New Delhi: Come monsoon and the Indian city people struggle to commute. As it rains, in potholed India, it's all about bumpy rides, accidents and traffic jams.
In the cities of Mumbai, Delhi and Bangalore, where authorities claim to be spending lakhs and crores on maintenance of roads, commuters are leading a miserable life struggling to sail through potholed roads every day.
No escape from potholes in Mumbai, Rs 3,800 crore going down the drain?
As it rains, in potholed India, it's all about bumpy rides, accidents and traffic jams despite crores being spent on repairing roads.
Even after spending crores for over five years on reconstruction of roads in Mumbai, potholes continue to trouble commuters in the financial city of the country.
"It's a nightmare to drive on Mumbai roads," says one of the commuters. "BMC hasn't done anything over the years to improve the condition of Mumbai roads," adds another commuter.
Since 2008, the Brihanmumbai Municipal Corporation (BMC) has spent a whopping Rs 3,800 crore in reconstruction of roads.

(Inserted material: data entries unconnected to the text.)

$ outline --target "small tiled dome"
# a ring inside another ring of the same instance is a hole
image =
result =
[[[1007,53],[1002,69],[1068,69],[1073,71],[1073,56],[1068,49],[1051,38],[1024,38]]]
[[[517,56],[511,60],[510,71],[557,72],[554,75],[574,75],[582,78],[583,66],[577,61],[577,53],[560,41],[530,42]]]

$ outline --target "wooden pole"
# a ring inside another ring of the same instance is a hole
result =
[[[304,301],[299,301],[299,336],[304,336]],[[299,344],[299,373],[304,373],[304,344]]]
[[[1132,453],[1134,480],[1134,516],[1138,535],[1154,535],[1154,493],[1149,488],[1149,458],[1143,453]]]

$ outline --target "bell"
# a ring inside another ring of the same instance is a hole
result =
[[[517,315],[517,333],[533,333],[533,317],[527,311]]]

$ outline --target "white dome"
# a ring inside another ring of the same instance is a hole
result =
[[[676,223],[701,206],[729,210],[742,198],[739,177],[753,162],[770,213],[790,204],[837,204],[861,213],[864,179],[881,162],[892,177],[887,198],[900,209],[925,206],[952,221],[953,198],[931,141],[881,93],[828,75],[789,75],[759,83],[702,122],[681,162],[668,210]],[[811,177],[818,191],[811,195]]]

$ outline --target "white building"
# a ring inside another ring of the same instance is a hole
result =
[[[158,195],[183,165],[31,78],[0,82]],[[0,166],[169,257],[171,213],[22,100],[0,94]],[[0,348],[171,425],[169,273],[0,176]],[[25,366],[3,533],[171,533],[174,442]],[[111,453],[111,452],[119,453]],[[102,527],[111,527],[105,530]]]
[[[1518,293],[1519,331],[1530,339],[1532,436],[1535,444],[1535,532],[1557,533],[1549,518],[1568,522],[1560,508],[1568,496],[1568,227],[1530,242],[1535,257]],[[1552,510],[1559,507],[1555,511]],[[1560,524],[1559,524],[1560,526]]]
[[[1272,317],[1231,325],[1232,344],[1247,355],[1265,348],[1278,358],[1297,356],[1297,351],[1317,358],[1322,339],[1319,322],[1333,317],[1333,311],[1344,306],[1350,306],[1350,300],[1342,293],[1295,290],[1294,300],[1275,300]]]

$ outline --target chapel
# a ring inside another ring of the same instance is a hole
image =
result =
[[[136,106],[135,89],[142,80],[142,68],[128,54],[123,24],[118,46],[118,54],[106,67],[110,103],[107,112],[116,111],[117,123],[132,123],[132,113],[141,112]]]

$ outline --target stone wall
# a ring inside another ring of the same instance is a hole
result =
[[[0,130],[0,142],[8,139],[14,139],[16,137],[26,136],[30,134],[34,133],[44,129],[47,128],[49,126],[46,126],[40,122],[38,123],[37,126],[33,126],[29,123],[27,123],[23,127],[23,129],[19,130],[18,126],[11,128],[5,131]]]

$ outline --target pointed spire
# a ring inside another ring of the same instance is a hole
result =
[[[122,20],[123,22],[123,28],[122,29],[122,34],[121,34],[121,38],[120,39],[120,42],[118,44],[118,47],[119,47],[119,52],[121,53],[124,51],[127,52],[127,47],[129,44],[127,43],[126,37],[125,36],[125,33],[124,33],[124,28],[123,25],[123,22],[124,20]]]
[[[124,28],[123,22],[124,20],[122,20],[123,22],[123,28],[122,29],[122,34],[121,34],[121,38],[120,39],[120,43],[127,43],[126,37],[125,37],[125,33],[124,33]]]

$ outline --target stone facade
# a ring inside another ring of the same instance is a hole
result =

For potholes and spot repairs, the municipal corporation has spent Rs 336 crore in the past five years. But with no improvement seen on the roads, the people are questioning where all the money is going.
For over a decade now, six companies - RP Shah, Relcon Infrastructure, Prakash Engineers, Vitrag Construction, J Kumar and KR Constructions have been bagging the contracts for road repairing but despite the situation not improving, the government has not tried to pass the contract to other companies.
"The pre-condition is designed for the six contractors. The political class does not have the guts to confront them. They have backing from Mantralaya and BMC," Standing committee member Rais Shaikh alleged.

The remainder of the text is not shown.